The film is dedicated to "brothers everywhere," as a tribute to Carney's late older brother, Jim, about whom the director prefers to maintain some privacy. "I don't want to go into that," he says when asked about their relationship. "I think it's inappropriate to use people in your family in those conversations." What he will say is that the dedication alludes to "the siblings in one's life - older or younger - who give you permission to find out who you are, and to help you on that journey."

That theme is a recurring one in Carney's last three films, each of which revolves around beginnings - of relationships, of careers. It's underscored by casting newbies like Walsh-Peelo and the couple at the center of "Once." (Of that film's Glen Hansard and Markéta Irglová, only Hansard, Carney's old bandmate from the Frames, had ever acted, in "The Commitments.")

Carney says that, in some ways, he regrets his brief flirtation with Hollywood for "Begin Again," which starred Keira Knightley and Mark Ruffalo (along with the screen novice Adam Levine of the band Maroon 5 and TV's "The Voice").

"After the experience of working with (Keira), I really wanted to get away from the sort of movie-star thing and go back to working with nonactors and amateurs. Keira was - I'm trying to see how I can put it diplomatically - a little bit jaded," he says.

There's little of that in "Sing Street," which celebrates the optimism of youth.

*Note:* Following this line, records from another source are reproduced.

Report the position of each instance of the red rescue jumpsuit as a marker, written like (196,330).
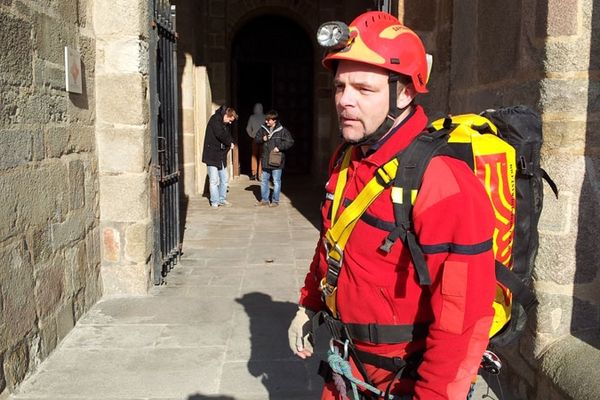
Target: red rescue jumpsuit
(453,212)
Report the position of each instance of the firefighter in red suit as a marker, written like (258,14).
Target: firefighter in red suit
(440,329)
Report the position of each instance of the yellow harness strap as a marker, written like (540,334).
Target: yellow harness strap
(337,236)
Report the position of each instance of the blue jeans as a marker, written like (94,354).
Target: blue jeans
(217,185)
(264,184)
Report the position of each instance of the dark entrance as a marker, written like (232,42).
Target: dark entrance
(272,63)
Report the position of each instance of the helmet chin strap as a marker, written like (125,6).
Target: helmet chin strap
(393,113)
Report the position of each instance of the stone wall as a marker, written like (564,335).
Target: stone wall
(123,32)
(49,205)
(542,54)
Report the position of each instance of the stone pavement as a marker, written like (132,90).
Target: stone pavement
(217,329)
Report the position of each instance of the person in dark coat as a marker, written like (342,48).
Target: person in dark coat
(254,123)
(278,139)
(217,142)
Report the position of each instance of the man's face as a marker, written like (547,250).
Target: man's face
(361,98)
(270,122)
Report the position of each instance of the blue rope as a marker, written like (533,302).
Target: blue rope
(342,367)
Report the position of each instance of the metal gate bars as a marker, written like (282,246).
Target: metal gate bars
(165,157)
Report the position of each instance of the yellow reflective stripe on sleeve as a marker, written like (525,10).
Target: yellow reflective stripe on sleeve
(397,195)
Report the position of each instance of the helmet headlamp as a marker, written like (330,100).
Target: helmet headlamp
(333,35)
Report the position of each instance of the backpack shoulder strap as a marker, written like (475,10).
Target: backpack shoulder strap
(412,163)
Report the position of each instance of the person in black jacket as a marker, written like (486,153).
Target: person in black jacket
(276,139)
(217,142)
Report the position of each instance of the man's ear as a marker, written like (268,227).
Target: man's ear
(406,96)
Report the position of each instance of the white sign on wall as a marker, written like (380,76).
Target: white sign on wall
(73,78)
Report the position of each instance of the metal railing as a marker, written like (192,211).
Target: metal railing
(165,147)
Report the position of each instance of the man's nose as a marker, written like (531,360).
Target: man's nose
(346,97)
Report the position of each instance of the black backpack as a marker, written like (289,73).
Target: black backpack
(521,128)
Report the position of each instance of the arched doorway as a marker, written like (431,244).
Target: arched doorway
(272,63)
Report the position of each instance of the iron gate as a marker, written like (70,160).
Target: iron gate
(165,157)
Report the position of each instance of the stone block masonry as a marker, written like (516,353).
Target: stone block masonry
(49,200)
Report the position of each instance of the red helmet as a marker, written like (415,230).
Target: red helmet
(379,39)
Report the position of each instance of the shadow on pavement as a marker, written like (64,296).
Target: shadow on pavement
(284,375)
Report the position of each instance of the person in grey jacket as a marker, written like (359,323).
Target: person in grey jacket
(217,142)
(254,123)
(278,139)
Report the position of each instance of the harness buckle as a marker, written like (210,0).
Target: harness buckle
(326,288)
(491,363)
(344,344)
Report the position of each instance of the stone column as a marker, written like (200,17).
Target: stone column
(123,139)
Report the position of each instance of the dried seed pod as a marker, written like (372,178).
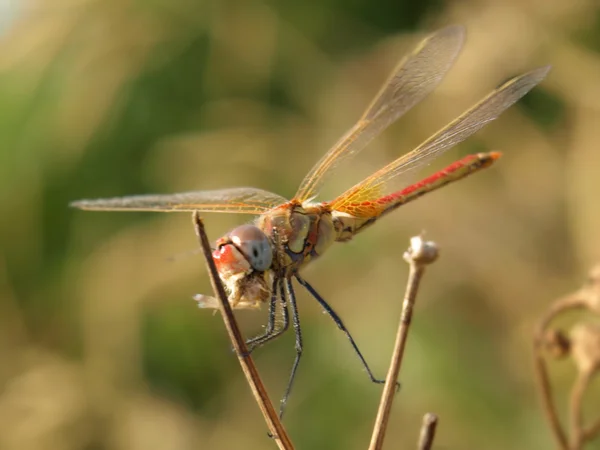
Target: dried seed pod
(592,289)
(585,347)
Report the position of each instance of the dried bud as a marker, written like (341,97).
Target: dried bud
(585,347)
(420,251)
(557,343)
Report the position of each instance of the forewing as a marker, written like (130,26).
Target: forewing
(412,80)
(455,132)
(236,200)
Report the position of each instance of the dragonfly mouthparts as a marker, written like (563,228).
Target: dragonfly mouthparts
(206,301)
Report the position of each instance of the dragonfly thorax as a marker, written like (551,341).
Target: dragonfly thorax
(299,233)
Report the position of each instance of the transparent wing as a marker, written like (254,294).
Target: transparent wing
(455,132)
(235,200)
(412,80)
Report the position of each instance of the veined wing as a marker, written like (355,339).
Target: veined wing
(412,80)
(455,132)
(235,200)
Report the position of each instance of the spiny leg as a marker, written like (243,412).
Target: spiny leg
(272,331)
(340,325)
(253,342)
(296,323)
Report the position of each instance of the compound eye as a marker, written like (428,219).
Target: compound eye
(253,243)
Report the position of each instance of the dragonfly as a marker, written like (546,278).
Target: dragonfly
(258,261)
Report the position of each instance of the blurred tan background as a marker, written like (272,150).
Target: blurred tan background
(101,344)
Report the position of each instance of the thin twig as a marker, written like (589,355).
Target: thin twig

"There is a certain realism that descends as the curtain comes down on life," Carney says. "Sing Street" is his attempt to recapture what he calls the "truth" of that youthful feeling. As for his own plans, Carney insists he has none. He's open for any offers, including a musical biopic - a popular trend - "if the right way of telling a story comes along."

His cinematic alter-ego is similarly up for whatever may come. "I have to keep telling myself I can do whatever I want," says Walsh-Peelo. "I'm only 16."